2017-03-24 19:03:00

Pope: Man at centre of European project


(Vatican Radio) In his address to European leaders, Pope Francis spoke about embracing the past, but also looking to the future with hope.

Referring to the 60th anniversary of the Rome Treaties – the occasion for the meeting – Pope Francis said “Returning to Rome, sixty years later, must not simply be a remembrance of things past, but the expression of a desire to relive that event in order to appreciate its significance for the present.” He said, “We cannot understand our own times apart from the past, seen not as an assemblage of distant facts, but as the lymph that gives life to the present.”

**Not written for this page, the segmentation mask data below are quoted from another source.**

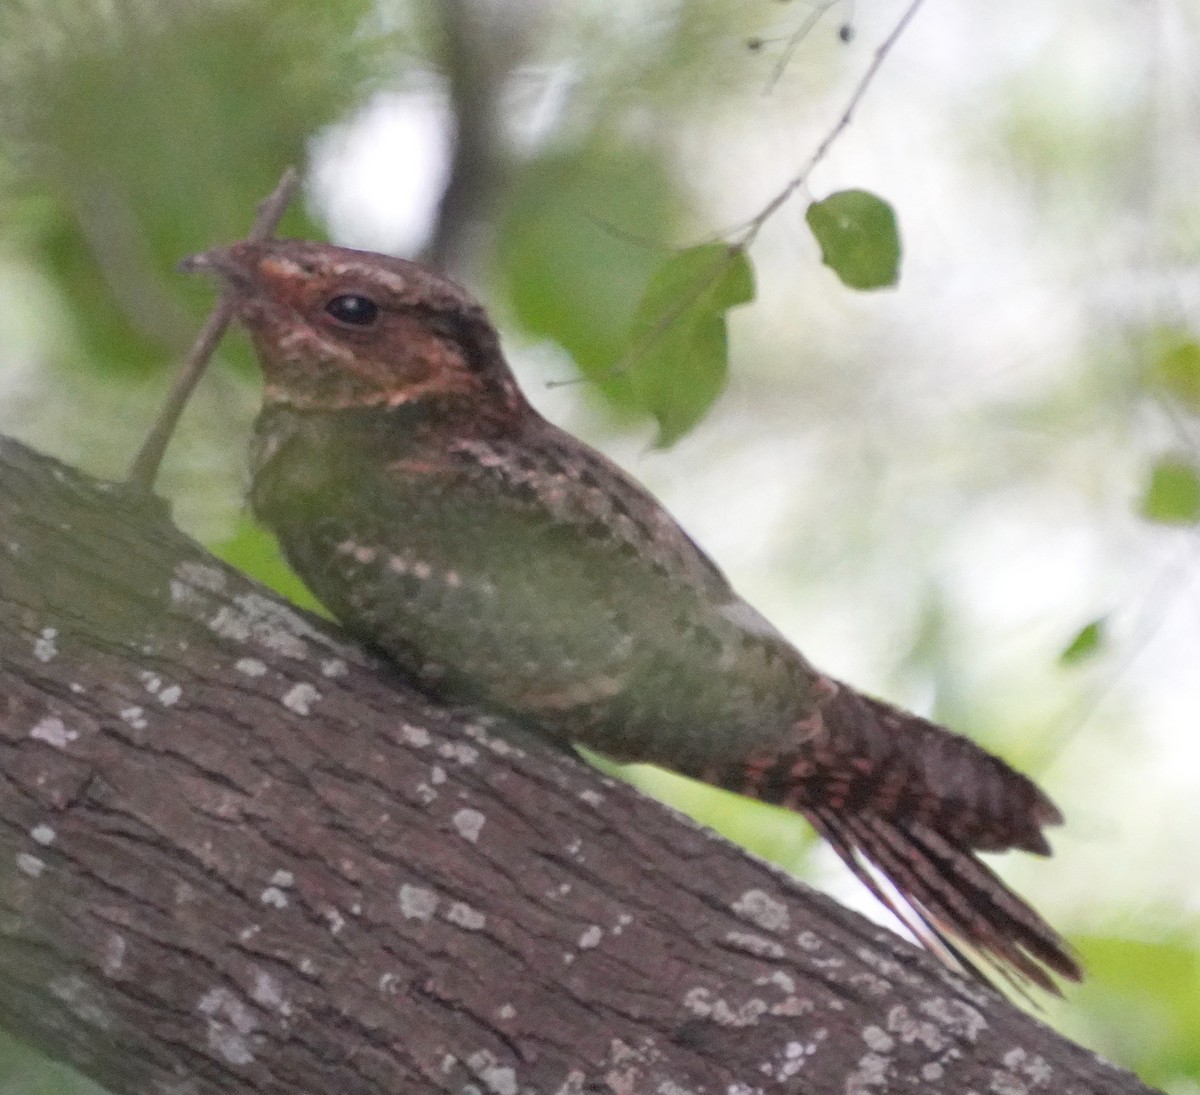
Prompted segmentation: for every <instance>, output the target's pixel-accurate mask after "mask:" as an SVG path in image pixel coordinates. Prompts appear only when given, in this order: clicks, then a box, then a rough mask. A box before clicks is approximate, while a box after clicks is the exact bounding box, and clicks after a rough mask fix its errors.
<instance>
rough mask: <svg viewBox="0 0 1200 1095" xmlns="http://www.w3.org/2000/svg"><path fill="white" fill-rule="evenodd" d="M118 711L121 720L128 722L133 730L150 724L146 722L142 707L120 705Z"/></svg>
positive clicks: (143, 711)
mask: <svg viewBox="0 0 1200 1095" xmlns="http://www.w3.org/2000/svg"><path fill="white" fill-rule="evenodd" d="M119 713H120V716H121V722H124V723H128V724H130V725H131V726H132V728H133V729H134V730H145V728H146V726H149V725H150V724H149V723H148V722H146V717H145V716H146V713H145V711H144V710H143V708H142V707H137V706H133V707H122V708H121V711H120V712H119Z"/></svg>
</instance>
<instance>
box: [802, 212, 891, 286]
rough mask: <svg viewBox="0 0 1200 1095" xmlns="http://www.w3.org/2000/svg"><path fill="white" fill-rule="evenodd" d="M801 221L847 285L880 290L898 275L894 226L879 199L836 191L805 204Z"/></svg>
mask: <svg viewBox="0 0 1200 1095" xmlns="http://www.w3.org/2000/svg"><path fill="white" fill-rule="evenodd" d="M804 219H805V220H806V221H808V222H809V228H810V229H812V234H814V235H815V237H816V240H817V243H818V244H820V245H821V261H822V262H823V263H824V264H826V265H827V267H829V268H830V269H832V270H833V271H834V274H836V275H838V276H839V277H840V279H841V281H842V283H844V285H847V286H850V288H852V289H882V288H887V287H888V286H894V285H895V283H896V281H898V279H899V277H900V229H899V228H898V227H896V215H895V213H894V211H893V209H892V207H890V205H889V204H888V203H887V202H884V201H883V199H882V198H880V197H876V196H875V195H872V193H869V192H868V191H865V190H841V191H838V193H832V195H829V197H828V198H826V199H824V201H821V202H814V203H812V204H811V205H809V209H808V213H805V215H804Z"/></svg>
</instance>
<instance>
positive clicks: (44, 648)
mask: <svg viewBox="0 0 1200 1095" xmlns="http://www.w3.org/2000/svg"><path fill="white" fill-rule="evenodd" d="M58 638H59V629H58V628H42V634H41V635H38V636H37V639H35V640H34V657H35V658H37V660H38V662H53V660H54V659H55V658H56V657H58V656H59V647H58V644H56V642H55V640H56V639H58Z"/></svg>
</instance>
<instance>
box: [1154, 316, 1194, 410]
mask: <svg viewBox="0 0 1200 1095" xmlns="http://www.w3.org/2000/svg"><path fill="white" fill-rule="evenodd" d="M1157 341H1158V342H1159V345H1158V346H1157V347H1156V349H1154V351H1153V359H1152V364H1151V366H1150V382H1151V383H1152V384H1153V385H1154V387H1157V388H1159V389H1162V390H1163V391H1165V393H1166V394H1168V395H1170V396H1172V397H1174V399H1175V400H1177V401H1178V402H1180V403H1182V405H1183V406H1184V407H1187V408H1188V409H1189V411H1198V412H1200V343H1198V342H1196V341H1195V339H1193V337H1192V336H1190V335H1188V334H1187V333H1183V331H1171V333H1169V334H1164V335H1162V336H1160V337H1159V339H1158V340H1157Z"/></svg>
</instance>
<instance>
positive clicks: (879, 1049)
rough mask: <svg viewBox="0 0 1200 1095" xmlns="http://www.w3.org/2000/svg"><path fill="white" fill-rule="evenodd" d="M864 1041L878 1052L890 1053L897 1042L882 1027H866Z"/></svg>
mask: <svg viewBox="0 0 1200 1095" xmlns="http://www.w3.org/2000/svg"><path fill="white" fill-rule="evenodd" d="M863 1041H864V1042H866V1045H868V1046H869V1047H870V1048H871V1049H874V1051H875V1052H876V1053H890V1052H892V1047H893V1046H895V1042H894V1041H892V1035H889V1034H888V1033H887V1031H886V1030H884V1029H883V1028H882V1027H875V1025H871V1027H866V1028H865V1029H864V1030H863Z"/></svg>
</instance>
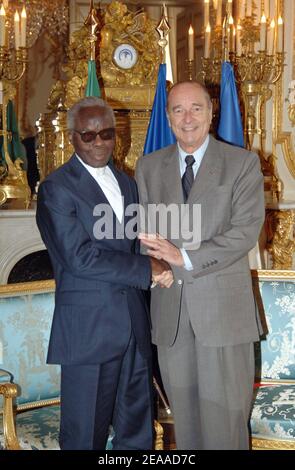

Calling attention to the founding fathers of the European project, whom he quoted repeatedly, the Pope said Europe is not “a conglomeration of rules to obey” but “a way of life, a way of understanding man based on his transcendent and inalienable dignity.” And so, he said, it was clear from the outset “that the heart of the European political project could only be man himself.” But this outlook, he continued, depends on solidarity.

Turning to a vision of the future, Pope Francis notes that Europe today faces many crises – crises of the economy, the family, a crisis of institutions, the migration crisis.

The answers to these crises, the Pope said, “are to be found precisely in the pillars on which they determined to build the European economic community”: “the centrality of man, effective solidarity, openness to the world, the pursuit of peace and development, openness to the future.”

Concluding his remarks, Pope Francis said the European Union, at 60, “is called today to examine itself, to care for the ailments that inevitably come with age, and to find new ways to steer its course.” The success of the European Union, he said, “will depend on its readiness to work together once again, and by its willingness to wager on the future.” And he called on Europe’s leaders “to blaze the path of a ‘new European humanism’ made up of ideals and concrete actions.”